Tips to improve your team rebounding

By Marc Comstock, Tecumseh High School, Tecumseh, Michigan

Developing relentless rebounders requires an attitude that coaches must instill in players.
Developing relentless rebounders requires an attitude that coaches must instill in players.

You must acquire a relentless rebounding attitude and it must become a source of pride for the entire team and coaching staff. This pride and courage is developed everyday in every play and every game. Drills must be repetitious, with a constant emphasis and statistical feedback kept during practice and games.

Rebounding is a consistent, controllable area of the game. It keys fast breaks, makes up for poor shooting games, limits the number of shots a good shooting team takes, demoralizes and intimidates an opponent and changes an opponent’s game preparation.

The following are quick-hitting ways to teach successful rebounding in your program, including defensive rebounding, on foul shots, offensive rebounding, rebounding close to the rim, rebounding outside the lane and more.

Techniques for defensive rebounding

  • Have a relentless attitude.
  • Contact—first step in the “cup” (area you create in the lane).
  • Box—either reverse or front pivot.
  • Butt-to-groin with head up, elbows out, hands up and legs wide.
  • Find the ball, release and be quick to the ball.
  • Use two hands and two feet.
  • Fire an on-target outlet pass. 

Rebounding on defensive foul shots

  • Have feet together and close to the offensive player.
  • Keep your push-off foot closest to the baseline.
  • “Step and get”—arm and leg up.
  • Utilize a regular block-out technique.

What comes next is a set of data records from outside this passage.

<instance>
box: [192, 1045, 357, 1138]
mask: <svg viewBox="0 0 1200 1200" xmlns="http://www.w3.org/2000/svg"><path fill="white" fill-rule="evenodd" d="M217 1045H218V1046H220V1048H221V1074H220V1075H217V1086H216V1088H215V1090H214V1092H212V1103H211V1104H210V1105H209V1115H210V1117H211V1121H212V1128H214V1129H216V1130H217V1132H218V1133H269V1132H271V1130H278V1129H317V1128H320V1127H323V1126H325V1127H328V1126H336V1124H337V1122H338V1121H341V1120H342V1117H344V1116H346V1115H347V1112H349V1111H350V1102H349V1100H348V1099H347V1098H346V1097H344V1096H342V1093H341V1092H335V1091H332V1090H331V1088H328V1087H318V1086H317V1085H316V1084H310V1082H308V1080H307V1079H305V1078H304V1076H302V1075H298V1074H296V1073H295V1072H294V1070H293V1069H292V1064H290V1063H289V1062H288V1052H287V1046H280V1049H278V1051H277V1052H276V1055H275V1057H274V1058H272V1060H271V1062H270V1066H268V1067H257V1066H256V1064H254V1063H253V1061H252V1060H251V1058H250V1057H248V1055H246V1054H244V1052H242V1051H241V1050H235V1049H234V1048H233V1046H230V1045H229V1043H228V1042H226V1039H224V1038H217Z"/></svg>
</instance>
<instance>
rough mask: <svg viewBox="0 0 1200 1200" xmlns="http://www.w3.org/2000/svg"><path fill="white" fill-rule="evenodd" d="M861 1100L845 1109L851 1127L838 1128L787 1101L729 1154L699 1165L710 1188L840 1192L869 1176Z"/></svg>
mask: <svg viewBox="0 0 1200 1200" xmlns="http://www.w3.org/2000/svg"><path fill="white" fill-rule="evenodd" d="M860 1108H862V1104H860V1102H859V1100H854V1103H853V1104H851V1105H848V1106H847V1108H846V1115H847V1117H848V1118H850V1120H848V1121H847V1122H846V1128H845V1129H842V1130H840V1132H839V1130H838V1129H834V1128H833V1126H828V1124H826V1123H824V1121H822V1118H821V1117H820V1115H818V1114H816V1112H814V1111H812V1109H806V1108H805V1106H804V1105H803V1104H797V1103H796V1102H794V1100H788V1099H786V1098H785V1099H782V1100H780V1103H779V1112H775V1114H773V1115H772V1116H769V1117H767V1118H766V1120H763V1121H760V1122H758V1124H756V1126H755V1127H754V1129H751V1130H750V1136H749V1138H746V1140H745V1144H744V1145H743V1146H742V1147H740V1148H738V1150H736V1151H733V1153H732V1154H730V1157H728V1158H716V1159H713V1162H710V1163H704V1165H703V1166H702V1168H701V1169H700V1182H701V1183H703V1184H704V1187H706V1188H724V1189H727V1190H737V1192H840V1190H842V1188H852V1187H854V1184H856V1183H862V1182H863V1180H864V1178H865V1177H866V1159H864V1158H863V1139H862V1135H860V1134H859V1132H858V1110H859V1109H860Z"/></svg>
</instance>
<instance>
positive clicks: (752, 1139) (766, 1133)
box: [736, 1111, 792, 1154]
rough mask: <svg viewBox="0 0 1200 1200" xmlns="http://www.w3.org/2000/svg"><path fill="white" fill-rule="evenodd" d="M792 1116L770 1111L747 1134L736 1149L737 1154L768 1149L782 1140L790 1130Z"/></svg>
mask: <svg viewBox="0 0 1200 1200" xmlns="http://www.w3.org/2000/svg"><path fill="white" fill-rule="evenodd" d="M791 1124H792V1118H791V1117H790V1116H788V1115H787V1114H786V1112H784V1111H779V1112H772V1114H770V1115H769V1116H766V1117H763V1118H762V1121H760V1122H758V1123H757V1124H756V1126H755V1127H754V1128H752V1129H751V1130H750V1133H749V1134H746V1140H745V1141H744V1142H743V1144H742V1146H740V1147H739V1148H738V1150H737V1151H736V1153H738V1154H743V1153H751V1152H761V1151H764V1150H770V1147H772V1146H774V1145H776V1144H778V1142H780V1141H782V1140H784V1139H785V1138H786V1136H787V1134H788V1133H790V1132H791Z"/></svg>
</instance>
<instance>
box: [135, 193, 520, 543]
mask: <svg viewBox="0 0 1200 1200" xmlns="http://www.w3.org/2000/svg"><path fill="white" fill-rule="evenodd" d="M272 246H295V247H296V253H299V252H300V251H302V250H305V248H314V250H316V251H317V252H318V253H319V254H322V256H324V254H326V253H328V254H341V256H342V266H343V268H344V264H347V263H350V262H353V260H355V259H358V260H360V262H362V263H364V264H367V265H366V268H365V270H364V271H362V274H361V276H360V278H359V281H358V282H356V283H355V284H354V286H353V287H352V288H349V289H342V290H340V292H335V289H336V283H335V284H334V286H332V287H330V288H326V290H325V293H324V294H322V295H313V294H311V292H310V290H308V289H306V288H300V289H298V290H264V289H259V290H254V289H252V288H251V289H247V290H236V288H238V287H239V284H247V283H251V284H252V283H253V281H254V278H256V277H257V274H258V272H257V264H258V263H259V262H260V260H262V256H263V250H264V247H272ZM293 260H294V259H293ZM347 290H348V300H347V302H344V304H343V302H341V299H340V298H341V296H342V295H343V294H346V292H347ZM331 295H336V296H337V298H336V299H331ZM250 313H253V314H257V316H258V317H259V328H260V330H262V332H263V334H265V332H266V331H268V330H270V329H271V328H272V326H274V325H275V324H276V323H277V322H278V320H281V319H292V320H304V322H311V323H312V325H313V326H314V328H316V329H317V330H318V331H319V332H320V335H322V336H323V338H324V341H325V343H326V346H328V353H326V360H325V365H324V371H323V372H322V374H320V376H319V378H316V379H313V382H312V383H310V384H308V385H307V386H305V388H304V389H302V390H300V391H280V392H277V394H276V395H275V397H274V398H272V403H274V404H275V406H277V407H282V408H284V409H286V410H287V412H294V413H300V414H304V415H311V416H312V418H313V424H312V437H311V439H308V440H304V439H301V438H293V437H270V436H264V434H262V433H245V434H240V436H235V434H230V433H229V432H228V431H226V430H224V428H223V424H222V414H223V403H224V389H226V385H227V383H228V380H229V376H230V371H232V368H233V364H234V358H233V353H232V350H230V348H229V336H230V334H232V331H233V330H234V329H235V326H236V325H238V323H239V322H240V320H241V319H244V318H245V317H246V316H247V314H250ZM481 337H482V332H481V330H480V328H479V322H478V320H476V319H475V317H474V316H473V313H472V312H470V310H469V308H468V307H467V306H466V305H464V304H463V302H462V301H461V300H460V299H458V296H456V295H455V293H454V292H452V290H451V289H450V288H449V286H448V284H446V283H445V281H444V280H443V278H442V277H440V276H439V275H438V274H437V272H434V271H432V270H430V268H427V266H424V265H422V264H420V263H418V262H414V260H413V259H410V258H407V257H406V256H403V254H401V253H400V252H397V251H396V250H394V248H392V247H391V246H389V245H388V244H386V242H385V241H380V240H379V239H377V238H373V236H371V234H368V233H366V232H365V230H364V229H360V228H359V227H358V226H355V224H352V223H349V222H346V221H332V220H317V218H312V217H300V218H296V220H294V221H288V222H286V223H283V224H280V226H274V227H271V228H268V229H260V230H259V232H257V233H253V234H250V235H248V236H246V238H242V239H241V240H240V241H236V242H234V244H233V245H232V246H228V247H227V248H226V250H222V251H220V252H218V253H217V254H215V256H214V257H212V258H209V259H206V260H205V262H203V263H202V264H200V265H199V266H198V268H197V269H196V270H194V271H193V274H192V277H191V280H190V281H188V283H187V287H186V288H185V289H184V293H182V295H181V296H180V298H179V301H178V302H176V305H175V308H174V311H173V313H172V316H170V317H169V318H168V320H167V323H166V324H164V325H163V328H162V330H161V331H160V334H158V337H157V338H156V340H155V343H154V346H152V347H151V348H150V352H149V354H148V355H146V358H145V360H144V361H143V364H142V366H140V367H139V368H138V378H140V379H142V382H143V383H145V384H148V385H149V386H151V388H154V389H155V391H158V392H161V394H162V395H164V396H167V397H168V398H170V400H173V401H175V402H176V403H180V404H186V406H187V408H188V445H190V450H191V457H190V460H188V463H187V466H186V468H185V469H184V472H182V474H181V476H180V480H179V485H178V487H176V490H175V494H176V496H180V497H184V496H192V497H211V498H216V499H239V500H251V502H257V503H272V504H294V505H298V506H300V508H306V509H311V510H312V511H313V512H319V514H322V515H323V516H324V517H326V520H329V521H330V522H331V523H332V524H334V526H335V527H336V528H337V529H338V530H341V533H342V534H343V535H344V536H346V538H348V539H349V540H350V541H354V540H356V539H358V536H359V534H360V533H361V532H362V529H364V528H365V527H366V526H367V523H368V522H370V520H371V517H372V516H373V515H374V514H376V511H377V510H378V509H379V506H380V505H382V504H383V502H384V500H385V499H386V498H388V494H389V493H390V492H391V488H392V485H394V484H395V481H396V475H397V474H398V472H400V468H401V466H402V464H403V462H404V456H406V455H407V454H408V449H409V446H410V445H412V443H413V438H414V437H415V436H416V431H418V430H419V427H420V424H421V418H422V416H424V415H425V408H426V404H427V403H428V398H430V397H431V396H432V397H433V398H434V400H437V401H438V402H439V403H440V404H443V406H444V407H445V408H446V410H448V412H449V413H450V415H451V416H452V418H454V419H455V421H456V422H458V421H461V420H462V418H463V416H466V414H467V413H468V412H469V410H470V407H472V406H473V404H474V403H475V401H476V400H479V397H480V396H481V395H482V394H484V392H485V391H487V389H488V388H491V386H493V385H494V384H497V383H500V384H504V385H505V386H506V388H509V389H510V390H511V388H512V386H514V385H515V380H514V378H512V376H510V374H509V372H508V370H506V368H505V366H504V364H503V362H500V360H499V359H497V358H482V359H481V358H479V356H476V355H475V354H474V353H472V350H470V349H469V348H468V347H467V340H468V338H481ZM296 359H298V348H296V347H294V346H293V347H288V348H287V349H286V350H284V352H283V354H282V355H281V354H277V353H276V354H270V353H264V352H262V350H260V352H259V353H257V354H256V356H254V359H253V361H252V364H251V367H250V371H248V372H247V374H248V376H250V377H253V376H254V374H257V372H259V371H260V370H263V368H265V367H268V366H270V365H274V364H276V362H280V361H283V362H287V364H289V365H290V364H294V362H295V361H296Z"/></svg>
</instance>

Techniques for offensive rebounding

  • Have a relentless attitude.
  • Be active and avoid the block out.
  • Get inside, beside or pin the defensive player.
  • Tip the ball back or up.

In the ‘cup’

  • Butt to groin.
  • Hands up and elbow out.
  • Keep your head up.
  • Dance your opponent out of the cup.

Outside the ‘cup’

  • Check ’em and chuck ’em.
  • Be quick to the ball.
  • Stay between your player and the ball.
  • Play the shot angle.

Being a block-out team

  • Want the ball and have a relentless attitude.
  • Must rebound with two hands and two feet.
  • Must be able to rebound two spaces removed.
  • Must have no fear of contact.
  • Must read the rebound (length) and angle.
  • Initiate contact in the lane area.
  • Get your nose under the ball.
  • Get inside, beside or pin the defender when offensive rebounding. Avoid the block out.
  • Get inside position by face (take away path). Front pivot or reverse pivot when defensive rebounding.
  • Create a “cup” in the lane area.
  • Play every shot as a missed shot.
  • Step and get on the free-throw block out.
  • Tip the ball up or back on defense.
  • Have three people within 3 feet of all rebounds.